Ni siquiera esto te prepara para la visión del mercado de la carne, a pocos metros de allí. Al entrar me encuentro con un grupo de cabras a la espera del sacrificio, mientras diez o doce cuerpos permanecen en el suelo, sin cabeza ni patas, esperando para ser despellejadas. Las que aún estan vivas se apretujan algo ausentes a lo que se les viene encima, una de ellas mordisquea las tripas de una de sus compañeras que sobresale de un cubo. Este mercado aún parece más grande, alto y negro que el anterior, los cuervos campan a sus anchas y los ves volando o posados en las balanzas, aguardando su turno. Grupos de gallinas con las patas atadas agitan sus alas inútilmente, les cortan el cuello y antes de que paren sus últimos estertores ya están desplumándolas. La sangre corre por doquier, en forma de densos chorretones en mesas y pasillos o diluida con otros líquidos, deslizándose por unos canalilllos que drenan el matadero.
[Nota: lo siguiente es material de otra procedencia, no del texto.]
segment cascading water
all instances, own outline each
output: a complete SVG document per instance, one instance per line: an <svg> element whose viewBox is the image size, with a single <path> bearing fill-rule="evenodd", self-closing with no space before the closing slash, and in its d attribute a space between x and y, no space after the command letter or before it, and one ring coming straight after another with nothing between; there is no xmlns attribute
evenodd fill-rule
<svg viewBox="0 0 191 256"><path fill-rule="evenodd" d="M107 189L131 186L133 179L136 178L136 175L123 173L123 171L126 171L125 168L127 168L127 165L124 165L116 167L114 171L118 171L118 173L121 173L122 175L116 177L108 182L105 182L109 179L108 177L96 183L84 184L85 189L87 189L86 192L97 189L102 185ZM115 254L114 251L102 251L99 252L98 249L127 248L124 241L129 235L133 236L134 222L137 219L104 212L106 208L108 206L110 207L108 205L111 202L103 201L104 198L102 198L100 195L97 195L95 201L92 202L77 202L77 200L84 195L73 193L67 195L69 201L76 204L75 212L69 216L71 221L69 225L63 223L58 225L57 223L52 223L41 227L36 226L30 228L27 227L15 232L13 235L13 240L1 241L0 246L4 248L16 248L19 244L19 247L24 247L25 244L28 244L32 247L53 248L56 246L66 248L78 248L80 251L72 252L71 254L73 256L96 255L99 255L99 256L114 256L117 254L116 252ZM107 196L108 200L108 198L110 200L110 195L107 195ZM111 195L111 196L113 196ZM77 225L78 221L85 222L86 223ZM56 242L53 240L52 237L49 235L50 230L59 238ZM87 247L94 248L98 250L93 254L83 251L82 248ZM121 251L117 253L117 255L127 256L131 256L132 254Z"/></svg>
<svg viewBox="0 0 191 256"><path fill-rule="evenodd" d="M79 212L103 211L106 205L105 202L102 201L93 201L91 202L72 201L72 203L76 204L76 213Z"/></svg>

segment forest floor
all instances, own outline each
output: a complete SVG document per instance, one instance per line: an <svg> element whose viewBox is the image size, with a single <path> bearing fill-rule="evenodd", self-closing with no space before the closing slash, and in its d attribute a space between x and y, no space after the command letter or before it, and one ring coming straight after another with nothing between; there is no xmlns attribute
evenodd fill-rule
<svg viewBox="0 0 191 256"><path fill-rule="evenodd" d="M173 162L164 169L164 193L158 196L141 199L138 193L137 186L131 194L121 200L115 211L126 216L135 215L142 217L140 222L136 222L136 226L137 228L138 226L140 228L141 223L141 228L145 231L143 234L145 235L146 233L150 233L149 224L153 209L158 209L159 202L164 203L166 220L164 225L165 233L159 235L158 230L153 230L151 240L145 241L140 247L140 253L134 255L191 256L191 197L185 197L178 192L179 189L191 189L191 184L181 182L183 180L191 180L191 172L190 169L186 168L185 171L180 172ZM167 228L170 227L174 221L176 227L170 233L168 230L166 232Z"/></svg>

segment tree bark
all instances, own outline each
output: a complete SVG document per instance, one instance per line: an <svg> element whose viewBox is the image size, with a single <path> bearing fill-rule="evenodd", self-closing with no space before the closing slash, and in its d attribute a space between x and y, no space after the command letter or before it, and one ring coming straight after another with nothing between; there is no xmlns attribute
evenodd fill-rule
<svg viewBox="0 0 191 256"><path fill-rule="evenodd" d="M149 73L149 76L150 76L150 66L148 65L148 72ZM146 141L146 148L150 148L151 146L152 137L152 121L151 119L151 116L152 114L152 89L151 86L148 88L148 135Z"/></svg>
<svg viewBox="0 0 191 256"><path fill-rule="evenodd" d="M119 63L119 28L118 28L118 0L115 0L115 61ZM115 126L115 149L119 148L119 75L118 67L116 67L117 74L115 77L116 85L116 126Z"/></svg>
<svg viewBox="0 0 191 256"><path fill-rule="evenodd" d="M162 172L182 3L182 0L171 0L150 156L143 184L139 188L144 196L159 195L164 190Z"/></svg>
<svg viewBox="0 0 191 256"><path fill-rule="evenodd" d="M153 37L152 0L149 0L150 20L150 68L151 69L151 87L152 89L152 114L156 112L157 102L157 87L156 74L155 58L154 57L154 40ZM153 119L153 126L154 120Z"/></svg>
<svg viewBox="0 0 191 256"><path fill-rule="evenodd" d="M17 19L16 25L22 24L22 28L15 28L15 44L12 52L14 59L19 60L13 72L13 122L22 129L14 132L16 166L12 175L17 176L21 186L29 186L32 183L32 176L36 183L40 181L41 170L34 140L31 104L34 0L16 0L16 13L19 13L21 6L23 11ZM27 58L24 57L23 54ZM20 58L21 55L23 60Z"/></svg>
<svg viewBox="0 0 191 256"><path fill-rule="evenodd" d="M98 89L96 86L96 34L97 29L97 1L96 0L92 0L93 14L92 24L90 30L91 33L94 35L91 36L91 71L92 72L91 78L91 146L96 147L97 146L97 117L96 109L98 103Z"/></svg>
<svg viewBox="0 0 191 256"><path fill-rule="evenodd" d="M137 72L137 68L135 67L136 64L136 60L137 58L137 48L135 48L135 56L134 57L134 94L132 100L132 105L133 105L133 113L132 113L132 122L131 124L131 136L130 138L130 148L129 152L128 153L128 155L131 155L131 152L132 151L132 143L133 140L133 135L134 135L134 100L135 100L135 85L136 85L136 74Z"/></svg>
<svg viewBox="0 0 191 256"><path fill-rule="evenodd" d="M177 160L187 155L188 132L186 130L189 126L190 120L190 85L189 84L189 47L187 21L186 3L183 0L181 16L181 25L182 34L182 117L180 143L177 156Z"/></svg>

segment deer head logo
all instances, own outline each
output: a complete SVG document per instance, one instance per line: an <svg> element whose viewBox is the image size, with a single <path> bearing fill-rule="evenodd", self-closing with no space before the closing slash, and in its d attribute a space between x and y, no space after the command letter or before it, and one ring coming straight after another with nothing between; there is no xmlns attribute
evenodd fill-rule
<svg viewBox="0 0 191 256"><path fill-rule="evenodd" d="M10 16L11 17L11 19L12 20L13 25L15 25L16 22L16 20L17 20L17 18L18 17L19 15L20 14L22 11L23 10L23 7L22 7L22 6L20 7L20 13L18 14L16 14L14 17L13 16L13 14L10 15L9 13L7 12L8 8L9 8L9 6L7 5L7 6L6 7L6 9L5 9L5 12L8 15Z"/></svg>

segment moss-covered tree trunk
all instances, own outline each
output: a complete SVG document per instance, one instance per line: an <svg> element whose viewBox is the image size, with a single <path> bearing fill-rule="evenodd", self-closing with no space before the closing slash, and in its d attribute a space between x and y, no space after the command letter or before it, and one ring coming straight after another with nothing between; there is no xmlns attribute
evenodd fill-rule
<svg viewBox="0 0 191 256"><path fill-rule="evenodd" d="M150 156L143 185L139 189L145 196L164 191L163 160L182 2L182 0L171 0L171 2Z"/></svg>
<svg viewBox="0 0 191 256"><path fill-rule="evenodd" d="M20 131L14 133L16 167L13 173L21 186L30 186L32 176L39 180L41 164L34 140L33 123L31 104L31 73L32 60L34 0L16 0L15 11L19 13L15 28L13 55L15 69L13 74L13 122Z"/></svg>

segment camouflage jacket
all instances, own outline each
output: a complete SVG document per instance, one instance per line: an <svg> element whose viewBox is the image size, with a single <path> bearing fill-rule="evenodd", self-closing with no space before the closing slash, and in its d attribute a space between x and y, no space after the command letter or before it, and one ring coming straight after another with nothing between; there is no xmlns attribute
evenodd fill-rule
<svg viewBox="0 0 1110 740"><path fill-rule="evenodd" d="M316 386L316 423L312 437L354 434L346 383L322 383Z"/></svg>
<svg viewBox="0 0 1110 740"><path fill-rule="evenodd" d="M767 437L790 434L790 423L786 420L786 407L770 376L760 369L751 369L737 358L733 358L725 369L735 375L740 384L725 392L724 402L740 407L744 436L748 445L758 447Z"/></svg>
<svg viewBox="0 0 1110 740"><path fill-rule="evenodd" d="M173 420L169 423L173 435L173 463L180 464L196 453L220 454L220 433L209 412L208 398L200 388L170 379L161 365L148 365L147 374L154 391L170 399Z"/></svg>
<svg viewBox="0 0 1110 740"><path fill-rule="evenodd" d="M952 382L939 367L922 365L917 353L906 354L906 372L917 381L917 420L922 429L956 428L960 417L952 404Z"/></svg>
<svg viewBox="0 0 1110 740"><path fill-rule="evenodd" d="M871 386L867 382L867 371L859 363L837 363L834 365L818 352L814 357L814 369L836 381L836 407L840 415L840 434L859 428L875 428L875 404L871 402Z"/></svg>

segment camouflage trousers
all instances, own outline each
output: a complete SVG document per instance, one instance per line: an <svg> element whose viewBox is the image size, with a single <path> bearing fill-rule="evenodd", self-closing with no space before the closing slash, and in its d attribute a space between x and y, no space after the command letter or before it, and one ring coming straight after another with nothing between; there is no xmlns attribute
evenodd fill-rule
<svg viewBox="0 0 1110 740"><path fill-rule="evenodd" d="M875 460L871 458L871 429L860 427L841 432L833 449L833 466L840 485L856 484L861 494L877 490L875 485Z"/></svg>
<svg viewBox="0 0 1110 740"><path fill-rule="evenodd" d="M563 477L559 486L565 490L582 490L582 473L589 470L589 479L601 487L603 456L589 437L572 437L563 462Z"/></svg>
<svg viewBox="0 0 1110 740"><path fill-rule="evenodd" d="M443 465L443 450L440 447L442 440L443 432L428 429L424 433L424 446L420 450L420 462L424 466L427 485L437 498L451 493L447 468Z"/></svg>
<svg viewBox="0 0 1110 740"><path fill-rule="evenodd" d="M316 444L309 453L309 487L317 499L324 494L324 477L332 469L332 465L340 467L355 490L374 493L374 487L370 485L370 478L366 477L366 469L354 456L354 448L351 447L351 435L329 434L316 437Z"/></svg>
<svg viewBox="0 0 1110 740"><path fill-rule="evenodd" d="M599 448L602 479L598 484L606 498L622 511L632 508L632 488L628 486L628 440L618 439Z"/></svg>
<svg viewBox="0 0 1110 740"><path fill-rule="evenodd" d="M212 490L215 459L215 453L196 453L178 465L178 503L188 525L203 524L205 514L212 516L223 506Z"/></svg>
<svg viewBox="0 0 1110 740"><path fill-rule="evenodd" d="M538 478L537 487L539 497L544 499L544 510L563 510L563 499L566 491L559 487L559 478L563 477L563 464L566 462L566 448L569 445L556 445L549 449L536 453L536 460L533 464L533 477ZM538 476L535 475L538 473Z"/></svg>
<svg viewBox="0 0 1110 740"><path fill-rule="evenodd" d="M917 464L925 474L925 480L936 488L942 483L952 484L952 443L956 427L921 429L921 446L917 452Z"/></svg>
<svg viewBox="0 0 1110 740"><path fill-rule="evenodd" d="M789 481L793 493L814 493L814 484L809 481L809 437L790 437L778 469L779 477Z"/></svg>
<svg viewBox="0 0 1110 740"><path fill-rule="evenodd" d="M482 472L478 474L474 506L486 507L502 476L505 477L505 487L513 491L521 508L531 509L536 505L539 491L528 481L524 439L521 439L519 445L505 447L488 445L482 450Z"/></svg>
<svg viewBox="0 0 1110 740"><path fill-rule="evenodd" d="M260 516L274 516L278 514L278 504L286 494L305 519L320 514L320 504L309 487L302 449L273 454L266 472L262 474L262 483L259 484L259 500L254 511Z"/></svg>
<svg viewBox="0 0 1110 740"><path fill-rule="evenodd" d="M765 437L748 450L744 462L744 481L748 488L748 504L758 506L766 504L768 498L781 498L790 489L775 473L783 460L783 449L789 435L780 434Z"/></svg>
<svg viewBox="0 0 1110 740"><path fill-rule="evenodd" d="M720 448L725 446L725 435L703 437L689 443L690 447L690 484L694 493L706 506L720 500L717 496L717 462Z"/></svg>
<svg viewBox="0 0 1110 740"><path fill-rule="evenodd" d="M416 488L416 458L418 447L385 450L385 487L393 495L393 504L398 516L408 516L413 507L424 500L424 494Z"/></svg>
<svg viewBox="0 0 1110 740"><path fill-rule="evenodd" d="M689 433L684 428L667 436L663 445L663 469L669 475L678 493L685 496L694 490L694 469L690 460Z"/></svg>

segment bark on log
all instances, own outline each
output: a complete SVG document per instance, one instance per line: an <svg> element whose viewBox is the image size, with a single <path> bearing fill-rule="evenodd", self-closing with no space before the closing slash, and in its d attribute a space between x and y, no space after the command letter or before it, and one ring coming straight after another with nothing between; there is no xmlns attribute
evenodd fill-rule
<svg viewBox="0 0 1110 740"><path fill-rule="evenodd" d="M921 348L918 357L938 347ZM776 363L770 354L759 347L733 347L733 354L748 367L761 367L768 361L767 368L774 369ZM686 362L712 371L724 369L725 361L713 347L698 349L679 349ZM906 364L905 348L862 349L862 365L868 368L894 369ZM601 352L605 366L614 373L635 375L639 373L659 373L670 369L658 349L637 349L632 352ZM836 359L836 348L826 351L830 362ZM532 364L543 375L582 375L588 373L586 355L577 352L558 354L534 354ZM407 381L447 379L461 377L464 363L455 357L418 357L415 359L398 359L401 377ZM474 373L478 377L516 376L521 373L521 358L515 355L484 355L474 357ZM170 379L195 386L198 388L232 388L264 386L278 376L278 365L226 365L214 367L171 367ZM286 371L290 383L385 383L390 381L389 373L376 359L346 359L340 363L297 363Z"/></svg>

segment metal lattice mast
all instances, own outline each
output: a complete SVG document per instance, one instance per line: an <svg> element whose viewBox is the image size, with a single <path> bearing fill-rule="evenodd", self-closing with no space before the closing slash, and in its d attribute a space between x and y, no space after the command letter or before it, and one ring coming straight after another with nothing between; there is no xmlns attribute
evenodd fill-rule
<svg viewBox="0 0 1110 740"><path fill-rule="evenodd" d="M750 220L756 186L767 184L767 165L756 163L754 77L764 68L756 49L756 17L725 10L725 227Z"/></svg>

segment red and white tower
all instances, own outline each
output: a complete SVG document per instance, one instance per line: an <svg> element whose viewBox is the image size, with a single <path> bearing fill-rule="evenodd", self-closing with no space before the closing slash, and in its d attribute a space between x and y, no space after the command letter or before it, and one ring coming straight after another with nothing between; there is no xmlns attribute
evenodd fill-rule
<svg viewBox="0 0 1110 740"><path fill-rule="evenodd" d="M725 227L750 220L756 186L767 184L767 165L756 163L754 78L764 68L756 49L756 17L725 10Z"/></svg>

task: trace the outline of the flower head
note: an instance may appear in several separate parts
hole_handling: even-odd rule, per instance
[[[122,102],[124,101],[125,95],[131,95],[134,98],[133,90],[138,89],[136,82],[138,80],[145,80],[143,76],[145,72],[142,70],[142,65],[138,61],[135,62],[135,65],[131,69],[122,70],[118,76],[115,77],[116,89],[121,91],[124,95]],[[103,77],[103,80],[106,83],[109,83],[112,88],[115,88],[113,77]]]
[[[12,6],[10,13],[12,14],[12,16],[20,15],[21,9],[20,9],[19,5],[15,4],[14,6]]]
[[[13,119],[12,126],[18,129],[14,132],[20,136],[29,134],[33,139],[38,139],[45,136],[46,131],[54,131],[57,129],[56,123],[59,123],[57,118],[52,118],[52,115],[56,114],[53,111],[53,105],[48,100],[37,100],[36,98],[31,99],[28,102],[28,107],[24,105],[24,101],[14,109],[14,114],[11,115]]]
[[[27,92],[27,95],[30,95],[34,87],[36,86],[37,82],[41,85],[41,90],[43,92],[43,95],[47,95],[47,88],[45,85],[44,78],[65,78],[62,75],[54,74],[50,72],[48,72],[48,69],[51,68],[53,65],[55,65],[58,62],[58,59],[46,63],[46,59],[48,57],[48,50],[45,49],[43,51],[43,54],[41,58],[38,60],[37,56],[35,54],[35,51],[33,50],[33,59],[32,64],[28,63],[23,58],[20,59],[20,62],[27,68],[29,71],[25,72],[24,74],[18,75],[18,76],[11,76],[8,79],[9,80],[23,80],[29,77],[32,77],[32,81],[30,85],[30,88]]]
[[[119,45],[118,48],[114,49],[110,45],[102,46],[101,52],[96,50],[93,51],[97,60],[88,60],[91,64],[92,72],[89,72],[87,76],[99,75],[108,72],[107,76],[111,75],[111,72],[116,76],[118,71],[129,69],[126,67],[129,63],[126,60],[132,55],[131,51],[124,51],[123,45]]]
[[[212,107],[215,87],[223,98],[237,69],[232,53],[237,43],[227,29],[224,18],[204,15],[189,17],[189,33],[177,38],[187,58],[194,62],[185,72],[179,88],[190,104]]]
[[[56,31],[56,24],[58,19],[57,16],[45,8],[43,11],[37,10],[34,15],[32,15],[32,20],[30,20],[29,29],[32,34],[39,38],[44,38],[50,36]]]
En unas mesas se pesa, en otras se trocea, se deshuesa o despelleja y todo está cubiero de vísceras, tripas, sangre y plumas, mientras yo me esfuerzo por mantener el equilibrio y no pisar nada que no deba. Un par de veces estoy a punto de irme al suelo, esto parece una pista de patinaje. Al final salgo de allí con la nariz embotada por el penetrante olor y ligeramente mareado. La siguiente nave alberga el mercado de verduras y hortalizas. Las patatas, perfectamente ordenadas y limpitas, me miran sonrientes, las frescas y verdes lechugas están apiladas hasta alturas de malabarista, las zanahorias sonrosadas se agrupan fomando una rueda, con las hojas hacia afuera. Huele a tierra y a campo y se me antoja entrar en un mundo de paz y sosiego.